The social media giant’s highly anticipated decision comes after an oversight board, tasked with reviewing Facebook’s toughest content moderation decisions, upheld the suspension but asked the company to take a closer look at its rules and determine how long Trump’s suspension would last. The move will likely prompt criticism from both political parties, which Facebook is anticipating.

Facebook, like other social networks, suspended Trump from the platform after the deadly US Capitol Hill riots on Jan. 6 over concerns his remarks would incite violence. Facebook said at the time that Trump’s suspension was “indefinite,” but the oversight board pointed out that the social network’s rules don’t include that penalty. 

“We know that any penalty we apply — or choose not to apply — will be controversial. There are many people who believe it was not appropriate for a private company like Facebook to suspend an outgoing President from its platform, and many others who believe Mr. Trump should have immediately been banned for life,” Facebook’s vice president of global affairs Nick Clegg said in a blog post.

Facebook has typically had a mostly hands-off approach to political speech but tries to balance whether newsworthiness outweighs the risk of harm. After two years, Clegg said, Facebook will examine different factors such as “violence, restrictions on peaceful assembly and other markers of civil unrest” to determine whether Trump will be able to post again on Facebook and Instagram. 

“When the suspension is eventually lifted, there will be a strict set of rapidly escalating sanctions that will be triggered if Mr. Trump commits further violations in future, up to and including permanent removal of his pages and accounts,” Clegg said. 

Trump didn’t immediately respond to a request for comment. After his suspensions from various social networks, Trump launched a blog but it was shut down because the former president was displeased by the low readership, The Washington Post reported, citing an anonymous adviser. 

Facebook also said it’s making other changes to how it handles political speech, including providing more public information about how it weighs whether a piece of content is newsworthy enough to stay up despite violate its rules. When Facebook assesses whether content is newsworthy it “will not treat content posted by politicians any differently from content posted by anyone else.” Instead, Facebook will apply this newsworthy test in the same way to all content.

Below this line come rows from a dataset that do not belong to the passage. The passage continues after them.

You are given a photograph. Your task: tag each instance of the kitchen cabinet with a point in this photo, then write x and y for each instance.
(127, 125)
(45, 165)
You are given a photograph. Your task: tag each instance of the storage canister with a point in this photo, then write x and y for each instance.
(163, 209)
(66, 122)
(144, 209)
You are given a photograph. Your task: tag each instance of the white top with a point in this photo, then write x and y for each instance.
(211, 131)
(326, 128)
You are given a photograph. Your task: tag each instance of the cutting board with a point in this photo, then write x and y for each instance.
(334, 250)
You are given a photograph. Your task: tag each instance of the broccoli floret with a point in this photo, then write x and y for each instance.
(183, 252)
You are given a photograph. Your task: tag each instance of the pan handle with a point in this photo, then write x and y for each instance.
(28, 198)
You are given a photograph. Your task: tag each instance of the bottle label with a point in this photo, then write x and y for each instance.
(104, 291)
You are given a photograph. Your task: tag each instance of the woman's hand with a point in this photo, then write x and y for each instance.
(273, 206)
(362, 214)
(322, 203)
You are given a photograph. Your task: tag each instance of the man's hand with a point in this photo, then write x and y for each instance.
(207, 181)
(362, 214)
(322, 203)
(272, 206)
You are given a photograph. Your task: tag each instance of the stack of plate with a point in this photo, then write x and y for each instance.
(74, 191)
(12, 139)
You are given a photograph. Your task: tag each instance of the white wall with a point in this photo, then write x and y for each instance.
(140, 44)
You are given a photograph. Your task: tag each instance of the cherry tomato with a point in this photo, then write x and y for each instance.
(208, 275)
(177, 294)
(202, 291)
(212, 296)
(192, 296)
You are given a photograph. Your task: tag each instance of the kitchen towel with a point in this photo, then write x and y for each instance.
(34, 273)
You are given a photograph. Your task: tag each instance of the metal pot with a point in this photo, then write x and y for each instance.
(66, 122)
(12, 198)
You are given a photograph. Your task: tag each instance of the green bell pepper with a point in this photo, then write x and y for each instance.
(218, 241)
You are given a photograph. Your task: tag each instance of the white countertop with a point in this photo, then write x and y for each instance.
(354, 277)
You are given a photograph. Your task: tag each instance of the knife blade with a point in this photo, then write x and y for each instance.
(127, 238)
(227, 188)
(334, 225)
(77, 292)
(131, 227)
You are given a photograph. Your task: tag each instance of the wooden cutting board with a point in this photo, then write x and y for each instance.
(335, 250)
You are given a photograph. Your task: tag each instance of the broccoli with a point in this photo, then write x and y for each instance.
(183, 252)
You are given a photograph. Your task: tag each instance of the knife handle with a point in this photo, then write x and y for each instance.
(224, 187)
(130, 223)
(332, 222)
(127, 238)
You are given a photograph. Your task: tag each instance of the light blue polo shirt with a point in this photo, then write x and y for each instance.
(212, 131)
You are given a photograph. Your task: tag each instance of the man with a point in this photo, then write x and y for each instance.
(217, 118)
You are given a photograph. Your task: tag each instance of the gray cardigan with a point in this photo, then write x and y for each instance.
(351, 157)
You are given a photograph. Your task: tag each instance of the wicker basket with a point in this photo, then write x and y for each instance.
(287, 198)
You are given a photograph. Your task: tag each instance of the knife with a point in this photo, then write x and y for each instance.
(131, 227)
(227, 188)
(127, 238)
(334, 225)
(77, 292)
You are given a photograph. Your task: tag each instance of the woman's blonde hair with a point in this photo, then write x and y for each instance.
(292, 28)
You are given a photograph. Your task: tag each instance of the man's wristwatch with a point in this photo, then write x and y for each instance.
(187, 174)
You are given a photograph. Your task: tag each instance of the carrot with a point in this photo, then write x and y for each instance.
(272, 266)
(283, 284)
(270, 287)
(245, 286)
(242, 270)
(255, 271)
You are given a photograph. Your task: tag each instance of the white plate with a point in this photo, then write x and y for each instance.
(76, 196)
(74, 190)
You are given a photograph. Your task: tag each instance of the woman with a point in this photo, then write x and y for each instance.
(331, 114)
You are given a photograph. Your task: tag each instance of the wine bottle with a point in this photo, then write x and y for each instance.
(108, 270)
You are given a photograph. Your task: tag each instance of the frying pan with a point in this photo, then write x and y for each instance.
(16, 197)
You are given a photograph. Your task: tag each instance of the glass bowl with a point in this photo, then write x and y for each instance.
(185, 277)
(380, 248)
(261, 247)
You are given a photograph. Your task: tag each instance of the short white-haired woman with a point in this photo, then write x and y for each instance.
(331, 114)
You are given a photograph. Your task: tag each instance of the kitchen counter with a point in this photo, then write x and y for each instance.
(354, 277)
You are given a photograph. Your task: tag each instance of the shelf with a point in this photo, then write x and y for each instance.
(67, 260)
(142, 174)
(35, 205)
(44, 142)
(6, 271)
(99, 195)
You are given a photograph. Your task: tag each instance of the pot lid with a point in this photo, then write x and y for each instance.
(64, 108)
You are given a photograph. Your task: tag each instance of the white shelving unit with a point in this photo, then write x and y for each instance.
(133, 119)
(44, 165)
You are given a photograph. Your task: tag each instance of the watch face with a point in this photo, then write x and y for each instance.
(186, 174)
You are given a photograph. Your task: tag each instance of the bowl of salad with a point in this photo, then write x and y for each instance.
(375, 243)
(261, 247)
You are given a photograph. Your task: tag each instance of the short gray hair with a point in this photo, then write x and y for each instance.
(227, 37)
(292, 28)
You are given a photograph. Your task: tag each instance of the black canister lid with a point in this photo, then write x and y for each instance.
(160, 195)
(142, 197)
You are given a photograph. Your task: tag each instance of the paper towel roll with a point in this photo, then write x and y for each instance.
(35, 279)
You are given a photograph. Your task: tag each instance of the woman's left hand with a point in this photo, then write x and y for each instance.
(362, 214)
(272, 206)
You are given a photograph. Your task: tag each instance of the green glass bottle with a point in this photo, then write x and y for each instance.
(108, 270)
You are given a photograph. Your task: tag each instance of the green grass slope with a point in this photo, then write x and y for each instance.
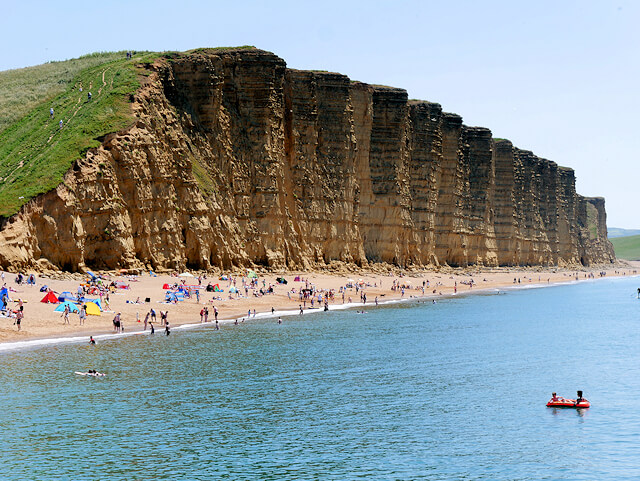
(23, 89)
(35, 152)
(627, 247)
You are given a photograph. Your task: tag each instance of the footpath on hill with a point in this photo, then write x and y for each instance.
(37, 150)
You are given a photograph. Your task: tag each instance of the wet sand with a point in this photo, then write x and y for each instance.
(41, 322)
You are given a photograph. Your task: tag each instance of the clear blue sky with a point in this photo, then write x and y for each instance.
(558, 78)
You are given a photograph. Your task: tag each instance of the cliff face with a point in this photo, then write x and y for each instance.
(237, 160)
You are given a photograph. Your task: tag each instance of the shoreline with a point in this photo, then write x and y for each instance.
(47, 330)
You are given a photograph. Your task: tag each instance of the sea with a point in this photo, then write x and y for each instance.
(415, 390)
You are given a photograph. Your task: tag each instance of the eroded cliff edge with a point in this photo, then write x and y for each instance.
(236, 160)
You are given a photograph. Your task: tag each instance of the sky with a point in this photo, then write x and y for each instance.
(559, 78)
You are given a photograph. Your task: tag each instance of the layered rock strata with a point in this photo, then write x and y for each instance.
(235, 160)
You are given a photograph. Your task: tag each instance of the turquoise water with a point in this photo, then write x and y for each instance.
(455, 390)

The social network said it rarely ever leaves up a post that violates its rules because of newsworthiness. Facebook said it incorrectly told the board that it never applied the newsworthy exception to content posted by Trump. The social network did apply this exception in 2019 when Trump posted a New Hampshire rally video in which he said “That guy’s got a serious weight problem. Go home. Start exercising.” Facebook said those remarks violated its rules against bullying and harassment but the company left up the video because it determined the harm was low risk and that there was a high public interest because Trump was running for re-election.